The thematic weight of Didier Leclair’s 2003 novel Ce pays qui est le mien, now in an English translation by Elaine Kennedy, announces itself first in the title. The novel focuses on Apollinaire, an immigrant to Toronto, where he lives with his wife and baby girl. A doctor in his unnamed African home country, Apollinaire now finds himself relegated to a menial job working at a call centre while he endures a seemingly interminable wait for his accreditation to practise medicine. Right from the jump, Leclair tilts in the direction of the duality inherent in the immigrant identity: to which country does the novel’s title refer?
Apollinaire’s skills as a physician serve as the locus of his masculine pride; he travels the streets at night in a borrowed taxi, dispensing black-market medicine to a series of unfortunate outcasts, including an AIDS victim in Regent Park and Nicéphore, a violent and abusive fellow émigré. At other times, Apollinaire attends a gloomy bar where he plays rounds of Scrabble with Captain Koumba, an erstwhile member of the military dictatorship Appolinaire fled who recruited the doctor to tend to the wounds of the men he viciously tortured.
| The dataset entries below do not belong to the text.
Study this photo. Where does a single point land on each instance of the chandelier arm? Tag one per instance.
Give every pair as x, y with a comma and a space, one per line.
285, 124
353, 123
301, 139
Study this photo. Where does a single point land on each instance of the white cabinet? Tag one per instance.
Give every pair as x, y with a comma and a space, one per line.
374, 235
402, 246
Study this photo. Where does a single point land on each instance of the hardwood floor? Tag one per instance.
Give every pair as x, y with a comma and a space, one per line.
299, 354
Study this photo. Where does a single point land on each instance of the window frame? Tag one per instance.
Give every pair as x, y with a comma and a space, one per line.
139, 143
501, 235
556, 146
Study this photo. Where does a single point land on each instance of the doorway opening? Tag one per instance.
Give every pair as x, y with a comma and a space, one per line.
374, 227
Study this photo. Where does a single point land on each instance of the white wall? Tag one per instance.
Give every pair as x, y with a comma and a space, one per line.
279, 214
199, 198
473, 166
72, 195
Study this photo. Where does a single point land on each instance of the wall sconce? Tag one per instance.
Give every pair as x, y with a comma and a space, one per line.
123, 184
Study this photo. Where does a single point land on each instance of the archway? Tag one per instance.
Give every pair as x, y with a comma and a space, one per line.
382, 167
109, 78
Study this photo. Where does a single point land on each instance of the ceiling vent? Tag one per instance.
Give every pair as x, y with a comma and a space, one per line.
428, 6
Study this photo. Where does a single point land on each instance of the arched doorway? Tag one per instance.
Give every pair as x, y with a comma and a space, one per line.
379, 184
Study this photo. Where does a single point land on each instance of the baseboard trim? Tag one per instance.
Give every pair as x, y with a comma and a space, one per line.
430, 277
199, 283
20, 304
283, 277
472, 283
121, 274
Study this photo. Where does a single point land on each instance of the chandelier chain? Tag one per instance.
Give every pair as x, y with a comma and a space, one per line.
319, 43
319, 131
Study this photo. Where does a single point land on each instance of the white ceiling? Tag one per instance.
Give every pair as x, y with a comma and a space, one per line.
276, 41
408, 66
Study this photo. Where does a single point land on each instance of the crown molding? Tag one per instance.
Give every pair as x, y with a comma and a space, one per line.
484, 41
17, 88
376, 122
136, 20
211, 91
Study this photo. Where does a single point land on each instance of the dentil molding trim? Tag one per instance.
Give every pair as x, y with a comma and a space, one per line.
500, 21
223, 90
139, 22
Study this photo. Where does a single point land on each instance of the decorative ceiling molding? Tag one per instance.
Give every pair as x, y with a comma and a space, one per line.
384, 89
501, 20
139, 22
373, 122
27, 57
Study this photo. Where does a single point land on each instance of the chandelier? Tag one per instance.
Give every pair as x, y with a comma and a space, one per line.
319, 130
Leclair – who was born in Montreal to Rwandan parents and spent his childhood in various African countries – is unsparing in his depiction of the immigrant experience and the ways the social and political systems conspire to prevent newcomers from advancing. At the call centre, Apollinaire is forced to provide an orientation to a white woman who is soon promoted over him and when his otherwise kindly landlord calls the police because of a disturbance in Apollinaire’s apartment, the constables treat him with barely concealed contempt.
An examination of Apollinaire’s submerged rage lies at the core of Leclair’s short novel, which proves unafraid to portray its central figure in a less-than-saintly light. Apollinaire neglects his family by going out at night and when his wife pushes back, he threatens physical violence. “This woman has made sacrifices for you,” a mutual friend tells Apollinaire. “She’s worked two jobs so that you could study and become a doctor for whites.”
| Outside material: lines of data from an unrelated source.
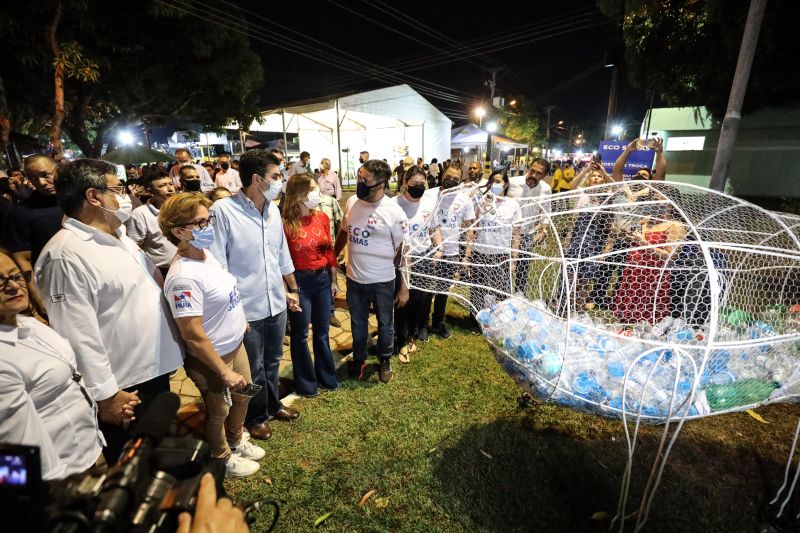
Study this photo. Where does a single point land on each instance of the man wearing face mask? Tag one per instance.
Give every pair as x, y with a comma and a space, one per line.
30, 224
249, 242
184, 158
95, 281
455, 212
189, 178
533, 230
474, 174
143, 226
374, 229
227, 177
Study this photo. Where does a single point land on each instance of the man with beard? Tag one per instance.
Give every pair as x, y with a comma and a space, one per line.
30, 224
143, 226
185, 158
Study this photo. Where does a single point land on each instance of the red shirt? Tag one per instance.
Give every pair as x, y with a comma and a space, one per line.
311, 248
Kennedy’s translation, for the most part, is fluid, only occasionally resorting to clichéd turns of phrase (“The couple was having a hard time making ends meet”) or verbal placeholders. One short chapter told from the perspective of Adèle, Apollinaire’s wife, is jarring in a narrative that otherwise confines itself to the husband’s perspective, though this is a failing of the original work, not the translation. As are the final chapters, which traffic in the kind of easy redemption that Leclair wisely eschews for the balance of the story.
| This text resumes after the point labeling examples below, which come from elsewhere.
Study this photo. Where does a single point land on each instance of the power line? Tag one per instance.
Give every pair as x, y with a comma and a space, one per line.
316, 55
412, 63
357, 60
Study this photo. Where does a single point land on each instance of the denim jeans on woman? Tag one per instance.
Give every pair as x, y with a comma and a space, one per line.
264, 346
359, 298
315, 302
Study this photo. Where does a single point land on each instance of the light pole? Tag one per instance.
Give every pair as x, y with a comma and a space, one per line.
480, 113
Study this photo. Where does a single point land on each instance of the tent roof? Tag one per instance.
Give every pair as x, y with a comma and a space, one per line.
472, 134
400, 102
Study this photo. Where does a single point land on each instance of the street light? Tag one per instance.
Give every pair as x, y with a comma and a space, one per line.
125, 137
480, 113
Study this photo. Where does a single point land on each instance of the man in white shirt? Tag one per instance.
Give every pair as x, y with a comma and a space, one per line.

In the end, it is the searing examination of Apollinaire’s fractured identity that resonates most strongly. His desire to flee the moral compromises he made with the violent government of his African homeland is brought up hard against the depredations of a society that refuses to acknowledge his professional credentials or, in any real sense, his full humanity. By the conclusion, it becomes apparent which country is referred to in the title, though the novel’s interest lies in the dramatization of the ambiguity.